6. Discussion and Future Work
The Indo-Pacific Pollen Database (IPPD) is a valuable collection of modern and fossil pollen records, representing decades of work by dozens of researchers across the Indo-Pacific region. The effort to make this collection publicly available has been many years in the making, through a large international collaboration of palaeo-scientists. Getting the Australian palaeo-science community involved in this effort will help ensure the IPPD will have a lasting legacy and secure future updates.
Making the IPPD publicly available opens up countless opportunities for new and exciting research, as well as new avenues for collaborative research. With this addition of data from the Indo-Pacific region, the ambitious aim of creating a Global Pollen Database is nearing completion (Gajewski, 2008). Being able to analyse global vegetation patterns going back millennia is an enticing prospect that may lead to many new and exciting research ideas. Indeed, a number of papers have already emerged from this effort and demonstrate the potential of the IPPD to “fill the gap” in global syntheses that can now include data from the IPPD region (e.g., Mottl et al., 2021; Birks et al., 2023), and regional syntheses that improve our understanding of regional palaeoclimate (Cadd et al., 2021; Herbert and Fitchett, 2021), Indigenous fire and land management (Mariani et al., 2022, 2024), and biodiversity (Adeleye et al., 2021).

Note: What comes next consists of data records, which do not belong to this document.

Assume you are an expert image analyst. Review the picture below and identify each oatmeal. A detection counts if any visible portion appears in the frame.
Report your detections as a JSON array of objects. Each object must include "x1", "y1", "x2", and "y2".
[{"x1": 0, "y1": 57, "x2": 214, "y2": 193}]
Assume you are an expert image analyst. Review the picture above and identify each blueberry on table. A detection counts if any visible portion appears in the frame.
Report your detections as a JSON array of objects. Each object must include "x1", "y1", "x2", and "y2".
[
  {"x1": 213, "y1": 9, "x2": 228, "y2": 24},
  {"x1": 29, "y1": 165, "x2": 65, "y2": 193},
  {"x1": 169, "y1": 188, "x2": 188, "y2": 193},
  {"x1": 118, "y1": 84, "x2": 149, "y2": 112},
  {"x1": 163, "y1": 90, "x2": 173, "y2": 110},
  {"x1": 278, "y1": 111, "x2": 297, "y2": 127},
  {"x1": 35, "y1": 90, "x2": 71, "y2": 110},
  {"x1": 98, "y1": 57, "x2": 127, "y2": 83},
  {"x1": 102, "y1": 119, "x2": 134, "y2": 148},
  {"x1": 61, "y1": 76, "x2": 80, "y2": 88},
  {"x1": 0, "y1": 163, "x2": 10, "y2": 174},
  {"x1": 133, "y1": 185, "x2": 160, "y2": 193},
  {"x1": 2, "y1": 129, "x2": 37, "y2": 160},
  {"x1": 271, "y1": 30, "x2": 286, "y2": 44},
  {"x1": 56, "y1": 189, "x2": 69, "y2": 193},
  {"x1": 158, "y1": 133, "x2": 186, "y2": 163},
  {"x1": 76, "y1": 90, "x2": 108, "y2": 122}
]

OCTOPUS plays an integral part in ensuring the legacy of the IPPD, by providing targeted access for researchers interested in the Australasian region. Having the IPPD accessible in the same flattened structure as other regional datasets enables cross-disciplinary research and will strengthen collaborative efforts in the region for years to come.
Additional File
The additional file for this article can be found as follows:
Supplementary file 1
Alternative ways of OCTOPUS db data access. DOI: https://doi.org/10.5334/dsj-2025-005.s1
Acknowledgements
OCTOPUS database is supported by the Australian Research Council Centre of Excellence for Australian Biodiversity and Heritage (CABAH) and received funding from the University of Wollongong (UOW) and the Australian National Data Service (ANDS), now part of the Australian Research Data Commons. AVH is currently supported by the Australian Research Council Centre of Excellence for Indigenous and Environmental Histories and Futures (CIEHF). Shaping and migrating the IPPD strongly benefited from the liberal knowledge transfer and advice of Jessica Blois, Simon Goring, Eric C. Grimm, and John W. (Jack) Williams. The authors gratefully acknowledge the helpful comments from two anonymous reviewers.
Competing Interests
The authors have no competing interests to declare.
Author Contributions
SGH conceptualised and initiated the project, AVH wrote the first draft and is responsible for the IPPD, HM drafted the figures, HM and AC are responsible for OCTOPUS, and all authors reviewed and revised draft versions of the manuscript.